A road construction project to improve safety on the Knik-Goose Bay Road is still two years away, but the Alaska Department of Transportation and Public Facilities (DOT&PF) wants the public’s input to fine-tune the design.

Dozens of people showed up to get a look at the plans at an open house Thursday night.

The Matanuska-Susitna Borough reports the Knik-Fairview area is the fastest-growing in the Mat-Su, and the two-lane road can no long keep up with the traffic.

DOTPF project manager Tom Schmid said up to 20,000 cars a day travel the busiest sections.

“Really a two-lane highway, if it’s going to operate efficiently, is going to be almost half of that,” he said.

Commuters said the chronic congestion causes concerning behavior, especially during rush hour.

“There's too many people coming on and off,” said Tanya Scott, who lives near Mile 11. “And you have to zip in because there’s so much traffic there’s not a space to get in.
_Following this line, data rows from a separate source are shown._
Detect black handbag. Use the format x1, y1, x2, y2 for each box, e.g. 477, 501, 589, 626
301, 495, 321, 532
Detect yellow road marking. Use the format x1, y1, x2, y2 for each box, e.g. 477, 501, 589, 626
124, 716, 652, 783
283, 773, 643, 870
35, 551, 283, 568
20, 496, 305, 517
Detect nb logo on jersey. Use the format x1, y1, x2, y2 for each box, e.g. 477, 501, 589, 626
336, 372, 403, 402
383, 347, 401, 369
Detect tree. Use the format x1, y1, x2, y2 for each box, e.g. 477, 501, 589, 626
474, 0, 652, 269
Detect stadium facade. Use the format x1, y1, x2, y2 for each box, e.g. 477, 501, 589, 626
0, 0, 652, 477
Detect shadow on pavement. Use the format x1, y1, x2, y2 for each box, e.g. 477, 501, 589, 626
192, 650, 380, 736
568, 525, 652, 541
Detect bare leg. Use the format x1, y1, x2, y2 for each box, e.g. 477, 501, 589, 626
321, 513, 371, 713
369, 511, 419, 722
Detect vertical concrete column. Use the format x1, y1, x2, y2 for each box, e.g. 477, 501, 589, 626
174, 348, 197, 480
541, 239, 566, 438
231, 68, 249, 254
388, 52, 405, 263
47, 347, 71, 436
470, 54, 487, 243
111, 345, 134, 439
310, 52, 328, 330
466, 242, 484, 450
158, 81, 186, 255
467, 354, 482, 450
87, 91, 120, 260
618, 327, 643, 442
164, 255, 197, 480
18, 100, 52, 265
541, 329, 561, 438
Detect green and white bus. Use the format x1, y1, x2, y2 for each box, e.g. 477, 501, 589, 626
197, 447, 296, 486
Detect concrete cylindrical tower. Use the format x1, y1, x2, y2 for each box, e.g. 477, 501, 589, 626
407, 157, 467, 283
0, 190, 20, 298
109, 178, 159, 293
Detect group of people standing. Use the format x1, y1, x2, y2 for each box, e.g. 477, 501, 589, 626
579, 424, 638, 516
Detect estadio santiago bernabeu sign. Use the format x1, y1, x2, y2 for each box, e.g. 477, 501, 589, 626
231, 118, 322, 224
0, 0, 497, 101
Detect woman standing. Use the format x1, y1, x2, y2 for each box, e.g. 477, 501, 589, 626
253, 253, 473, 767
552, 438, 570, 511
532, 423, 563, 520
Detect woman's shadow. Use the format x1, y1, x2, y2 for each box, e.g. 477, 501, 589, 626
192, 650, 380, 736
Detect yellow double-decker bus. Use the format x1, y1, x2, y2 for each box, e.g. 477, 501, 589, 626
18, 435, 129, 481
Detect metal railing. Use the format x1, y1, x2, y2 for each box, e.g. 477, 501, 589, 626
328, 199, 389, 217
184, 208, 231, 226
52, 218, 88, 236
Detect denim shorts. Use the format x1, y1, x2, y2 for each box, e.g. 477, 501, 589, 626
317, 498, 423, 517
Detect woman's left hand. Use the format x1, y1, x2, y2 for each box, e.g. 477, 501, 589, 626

So you have to jump in real fast.”

The darting in and out of the road is what Alaska State Trooper Howie Peterson calls, “a classic KGB move.” On a recent ride-along, he said the road is so clogged with cars, troopers have trouble finding a safe place to pull people over.

“I am just worried about getting hit by another car, like rear-ended, because there’s not enough room this road,” Peterson said.

DOTPF traffic engineers have been working on short-term fixes, like installing more signage and turn lanes to make it less treacherous. One engineer, Scott Thomas, said the Three Bears grocery store worked with the state to help build a turn lane on a nearby straightaway.

“It is an area where there were a lot of serious crashes and fatalities,” Thomas said.

DOTPF statistics show deadly car crashes have plagued KGB for years. So far this year there’s been one death on the road; 2018 was the deadliest year on record, with four lives lost.

The long-term plan to improve safety is to widen the road to four lanes with a depressed median, similar to the recent expansion project on the Parks Highway north of Wasilla.

“It will solve a lot of crashes and congestion on this road, beyond the interim fixes we’ve been able to do,” Thomas said.

Construction won’t begin on phase one until 2021 at the earliest. Schmid said it could be 2025 until the entire project is complete. DOTPF's next public meeting will be at the Mat-Su Transportation Fair later this fall.